Oracle requires you to group forecasts into forecast sets, which are simply collections of forecasts. Forecast sets serve as both a convenience (you can refer to multiple forecasts by referencing their set) and a method to control forecast consumption, described in the following. This structure -- forecast sets, forecast names, forecast items, and forecast entries -- is illustrated in Figure 8-5.

Note

Forecast set names are defined in the same database table that defines forecast names, so they share the same size restrictions. In addition, forecast set names must be different from forecast names.

Forecast data model
Figure 8-5: Forecast data model

Generating forecasts from historical information

The Oracle Master Scheduling/MRP and Inventory Applications provide two basic methods to generate forecasts from historical data: statistical forecasting and focus forecasting. While both methods use proven algorithms, they are basic in the level of control they provide. Unlike Oracle Demand Planning, they are based strictly on the history of issue transactions (not order bookings); therefore, if you have shipped late in the past, these methods will forecast how you can ship just as late in the future! And they offer none of the outlier detection or collaborative features of Oracle Demand Planning. Nevertheless, they may meet simple requirements.

Statistical forecasts

Oracle provides basic statistical forecasting capability as part of the Inventory and Master Scheduling/MRP applications. Statistical forecasts can span multiple periods and can recognize trend and seasonality.

Focus forecasts

Focus forecasting provides a "sanity check" on the current month's forecast. Focus forecasting examines five different forecast models against past history, determines the model that would best have predicted the history, and uses that model to generate a forecast for the current period. (The process generates a "forecast" for multiple periods, but they are simply copies of the current period forecast.)

Generating forecasts

You generate a forecast by first defining a forecast rule that specifies a bucket type, a forecast method (statistical or focus), and the sources of demand. For the statistical forecast method, the forecast rule also specifies the exponential smoothing (alpha) factor, trend smoother (beta) factor, and seasonal smoothing (gamma) factor. Then, in the Generate Forecast window, you specify the following:

  • Name of the forecast you want to populate.
  • Forecast rule that determines the bucket, forecast method, and demand stream.
  • Selection criteria to identify the items for which you want to generate a forecast. You can select all items, all items in a designated category set, items in a specific category within a category set, or an individual item.
  • An overwrite option, which determines what happens to existing forecast information. All Entries deletes all existing forecasts before repopulating the forecast data. Same Source Only deletes only forecast entries that were previously generated from the same source that you are about to load. None does not delete any existing entries.
  • Start date and cutoff date for the forecast information that you are about to generate.

Note

Choose the Overwrite option carefully; if you do not explicitly delete existing information through your choice of the Overwrite option, you might duplicate information already in your forecast.

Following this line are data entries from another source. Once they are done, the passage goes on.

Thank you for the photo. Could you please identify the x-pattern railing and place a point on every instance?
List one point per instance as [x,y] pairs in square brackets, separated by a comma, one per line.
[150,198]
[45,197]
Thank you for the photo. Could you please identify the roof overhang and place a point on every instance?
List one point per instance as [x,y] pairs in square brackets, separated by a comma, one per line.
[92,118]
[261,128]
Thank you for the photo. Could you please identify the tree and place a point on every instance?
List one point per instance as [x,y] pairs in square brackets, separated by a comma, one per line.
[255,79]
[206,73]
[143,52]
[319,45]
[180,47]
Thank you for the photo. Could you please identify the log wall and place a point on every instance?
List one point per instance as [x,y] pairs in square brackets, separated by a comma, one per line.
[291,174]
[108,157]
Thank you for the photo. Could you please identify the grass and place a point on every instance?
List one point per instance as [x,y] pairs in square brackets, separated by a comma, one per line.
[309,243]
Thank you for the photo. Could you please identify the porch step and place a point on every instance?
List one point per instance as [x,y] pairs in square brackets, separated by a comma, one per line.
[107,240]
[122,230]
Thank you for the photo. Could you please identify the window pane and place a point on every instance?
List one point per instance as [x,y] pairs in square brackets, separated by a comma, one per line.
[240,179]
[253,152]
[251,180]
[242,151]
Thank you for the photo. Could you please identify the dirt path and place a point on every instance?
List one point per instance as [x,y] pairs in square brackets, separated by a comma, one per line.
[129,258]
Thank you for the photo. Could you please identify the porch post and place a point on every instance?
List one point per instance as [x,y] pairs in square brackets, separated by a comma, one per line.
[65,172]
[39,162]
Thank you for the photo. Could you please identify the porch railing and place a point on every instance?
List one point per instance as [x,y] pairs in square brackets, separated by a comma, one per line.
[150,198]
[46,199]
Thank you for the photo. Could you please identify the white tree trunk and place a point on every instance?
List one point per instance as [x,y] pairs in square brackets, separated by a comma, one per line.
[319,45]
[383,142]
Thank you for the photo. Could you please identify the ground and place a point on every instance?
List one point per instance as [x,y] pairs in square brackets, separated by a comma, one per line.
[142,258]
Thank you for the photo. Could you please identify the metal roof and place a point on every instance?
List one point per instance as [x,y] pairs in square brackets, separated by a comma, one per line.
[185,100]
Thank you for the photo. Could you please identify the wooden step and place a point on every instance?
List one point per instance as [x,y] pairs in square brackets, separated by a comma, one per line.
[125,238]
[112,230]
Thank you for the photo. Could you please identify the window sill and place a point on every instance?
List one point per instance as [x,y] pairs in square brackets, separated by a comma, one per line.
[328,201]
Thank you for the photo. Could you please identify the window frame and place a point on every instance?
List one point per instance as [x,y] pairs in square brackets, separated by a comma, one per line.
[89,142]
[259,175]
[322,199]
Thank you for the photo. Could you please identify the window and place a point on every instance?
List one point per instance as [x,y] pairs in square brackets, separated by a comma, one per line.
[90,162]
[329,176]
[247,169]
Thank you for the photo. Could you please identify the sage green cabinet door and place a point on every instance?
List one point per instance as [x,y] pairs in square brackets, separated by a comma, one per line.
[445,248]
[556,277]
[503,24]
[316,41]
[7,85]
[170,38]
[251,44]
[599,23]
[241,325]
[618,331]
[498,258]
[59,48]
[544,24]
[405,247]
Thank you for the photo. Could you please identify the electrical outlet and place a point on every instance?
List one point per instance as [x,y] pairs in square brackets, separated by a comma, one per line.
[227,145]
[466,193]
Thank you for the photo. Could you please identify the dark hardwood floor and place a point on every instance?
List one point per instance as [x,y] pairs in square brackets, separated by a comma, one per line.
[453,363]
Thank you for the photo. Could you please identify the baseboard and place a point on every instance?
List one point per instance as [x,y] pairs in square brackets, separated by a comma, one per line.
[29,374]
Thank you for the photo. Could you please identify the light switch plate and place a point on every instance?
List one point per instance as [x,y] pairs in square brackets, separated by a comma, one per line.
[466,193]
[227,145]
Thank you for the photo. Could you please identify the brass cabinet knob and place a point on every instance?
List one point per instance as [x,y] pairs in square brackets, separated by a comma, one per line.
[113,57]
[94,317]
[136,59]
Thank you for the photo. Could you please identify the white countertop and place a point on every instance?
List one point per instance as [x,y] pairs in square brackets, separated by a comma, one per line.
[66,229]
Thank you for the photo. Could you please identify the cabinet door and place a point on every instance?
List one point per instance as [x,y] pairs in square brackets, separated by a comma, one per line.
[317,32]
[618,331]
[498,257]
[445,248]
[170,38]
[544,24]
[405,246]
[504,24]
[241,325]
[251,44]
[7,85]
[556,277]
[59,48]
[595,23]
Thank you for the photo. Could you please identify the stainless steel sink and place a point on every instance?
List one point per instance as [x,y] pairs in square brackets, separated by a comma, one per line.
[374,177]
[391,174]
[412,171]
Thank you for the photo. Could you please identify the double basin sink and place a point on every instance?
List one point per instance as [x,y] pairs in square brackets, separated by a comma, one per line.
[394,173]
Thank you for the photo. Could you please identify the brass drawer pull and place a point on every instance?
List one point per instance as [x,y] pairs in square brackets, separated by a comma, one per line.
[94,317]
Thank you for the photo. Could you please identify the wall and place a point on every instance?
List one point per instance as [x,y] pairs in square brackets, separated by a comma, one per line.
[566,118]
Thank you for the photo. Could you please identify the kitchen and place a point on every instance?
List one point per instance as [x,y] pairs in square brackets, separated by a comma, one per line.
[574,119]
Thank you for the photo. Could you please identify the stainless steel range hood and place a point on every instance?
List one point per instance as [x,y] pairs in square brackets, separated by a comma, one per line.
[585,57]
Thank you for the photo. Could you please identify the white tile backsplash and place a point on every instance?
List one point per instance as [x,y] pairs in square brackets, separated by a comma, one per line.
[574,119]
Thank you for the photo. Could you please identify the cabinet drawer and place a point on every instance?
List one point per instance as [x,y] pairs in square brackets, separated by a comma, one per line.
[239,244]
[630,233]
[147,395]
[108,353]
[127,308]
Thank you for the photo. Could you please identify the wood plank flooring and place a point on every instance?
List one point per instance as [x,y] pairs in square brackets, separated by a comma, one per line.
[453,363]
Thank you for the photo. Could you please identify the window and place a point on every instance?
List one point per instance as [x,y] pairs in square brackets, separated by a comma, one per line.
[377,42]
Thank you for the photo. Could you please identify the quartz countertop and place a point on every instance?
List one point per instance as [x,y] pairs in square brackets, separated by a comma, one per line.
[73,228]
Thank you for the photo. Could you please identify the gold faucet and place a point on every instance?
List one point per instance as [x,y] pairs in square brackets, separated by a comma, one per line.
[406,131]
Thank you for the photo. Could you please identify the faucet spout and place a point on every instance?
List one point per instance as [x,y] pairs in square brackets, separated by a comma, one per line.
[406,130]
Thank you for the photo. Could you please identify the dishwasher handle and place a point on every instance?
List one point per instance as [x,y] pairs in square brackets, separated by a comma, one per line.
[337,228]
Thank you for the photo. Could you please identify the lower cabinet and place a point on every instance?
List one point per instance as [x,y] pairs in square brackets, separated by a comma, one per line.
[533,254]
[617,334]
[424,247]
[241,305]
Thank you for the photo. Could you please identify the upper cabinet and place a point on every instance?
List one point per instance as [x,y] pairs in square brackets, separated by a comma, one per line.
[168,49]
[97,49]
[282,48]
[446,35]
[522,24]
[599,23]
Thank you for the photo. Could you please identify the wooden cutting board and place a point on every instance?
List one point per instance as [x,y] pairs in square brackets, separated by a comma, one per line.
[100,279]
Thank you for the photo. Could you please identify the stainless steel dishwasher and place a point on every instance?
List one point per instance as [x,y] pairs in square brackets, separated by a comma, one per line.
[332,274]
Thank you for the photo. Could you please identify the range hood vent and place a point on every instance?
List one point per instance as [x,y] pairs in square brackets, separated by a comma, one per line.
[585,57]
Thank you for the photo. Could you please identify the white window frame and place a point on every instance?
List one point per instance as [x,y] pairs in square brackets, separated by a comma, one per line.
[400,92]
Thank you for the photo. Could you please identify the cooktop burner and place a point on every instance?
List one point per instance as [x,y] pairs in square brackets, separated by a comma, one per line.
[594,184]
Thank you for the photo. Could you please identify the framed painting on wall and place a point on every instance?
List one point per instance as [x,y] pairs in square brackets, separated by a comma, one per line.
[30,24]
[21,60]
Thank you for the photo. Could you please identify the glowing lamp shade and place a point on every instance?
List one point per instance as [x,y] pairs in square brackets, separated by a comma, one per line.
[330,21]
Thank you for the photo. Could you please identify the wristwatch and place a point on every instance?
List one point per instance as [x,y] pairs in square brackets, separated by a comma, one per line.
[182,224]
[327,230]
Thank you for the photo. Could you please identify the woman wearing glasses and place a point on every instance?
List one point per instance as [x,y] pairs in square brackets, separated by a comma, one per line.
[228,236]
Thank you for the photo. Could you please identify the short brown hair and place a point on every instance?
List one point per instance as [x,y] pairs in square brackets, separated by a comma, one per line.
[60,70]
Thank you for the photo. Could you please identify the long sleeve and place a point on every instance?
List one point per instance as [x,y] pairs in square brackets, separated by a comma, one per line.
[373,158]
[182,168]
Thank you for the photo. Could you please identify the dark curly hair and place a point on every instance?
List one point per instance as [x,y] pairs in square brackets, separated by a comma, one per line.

Open Forecast Interface To populate forecasts using the Open Forecast Interface, you must first define your items, organizations, forecast sets, and forecast names. Then, load your forecast data into the table MRP_FORECAST_INTERFACE. Required data includes

  • INVENTORY_ITEM_ID
  • FORECAST_DESIGNATOR
  • ORGANIZATION_ID
  • FORECAST_DATE
  • QUANTITY
  • PROCESS_STATUS

Set the PROCESS_STATUS to 2 to designate data waiting to be processed. The Planning Manager (described later in this chapter) periodically checks the MRP_FORECAST_INTERFACE table to determine if there is any new data to be processed. If the Planning Manager detects new data, it launches the Forecast Interface Load Program. This program validates the data in the interface table and loads valid data into the specified forecast. If the load program detects an error, it sets the PROCESS_STATUS to 4 and enters a text message in the ERROR_MESSAGE column in the interface table. Use SQL*Plus, or a custom program, to view and correct invalid date in the interface.

Forecast entries API

You can use the forecast entries API to integrate with other software systems. This section describes the major steps in using this API.

1. Construct the following PL/SQL table for all the information that is associated with the forecast:

Variable Name Type Meaning
p_forecast_entries A PL/SQL table that contains records of type mrp_forecast_interface_ pk. mrp_forecast_ interface These are the actual forecast entries.
p_forecast_designators A PL/SQL table that contains records of type mrp_forecast_interface_ pk. rec_forecast_desg These are the forecast designator information.

2. Call the function mrp_forecast_interface, with the parameters that you constructed in step 1. You don't have to supply both the parameters in every case. For example, if you are inserting new forecast entries or updating existing forecast entries, you would provide all the information. On the other hand, if you are deleting all the forecast entries, you need only provide the forecast designator.

mrp_forecast_interface_pk.mrp_forecast_interface (p_forecast_entries -- INOUT PL/SQL Table for forecast entries ,p_forecast_designators -- IN PL/SQL Table for forecast designators );

3. The function returns true if the API completed successfully and false if there were failures.

Forecast consumption

In order to avoid overstating demand as actual orders are booked, forecasts are typically reduced by the amount of the sales order demand. The process is called forecast consumption. Then, when actual orders are combined with forecasts in a master schedule, the demand statement remains accurate. Forecast consumption also serves as a measurement of the forecast's accuracy -- if you've sold less than you forecast, the forecast will not be fully consumed; if you've sold too much, the result will be reflected as overconsumption at the forecast set level.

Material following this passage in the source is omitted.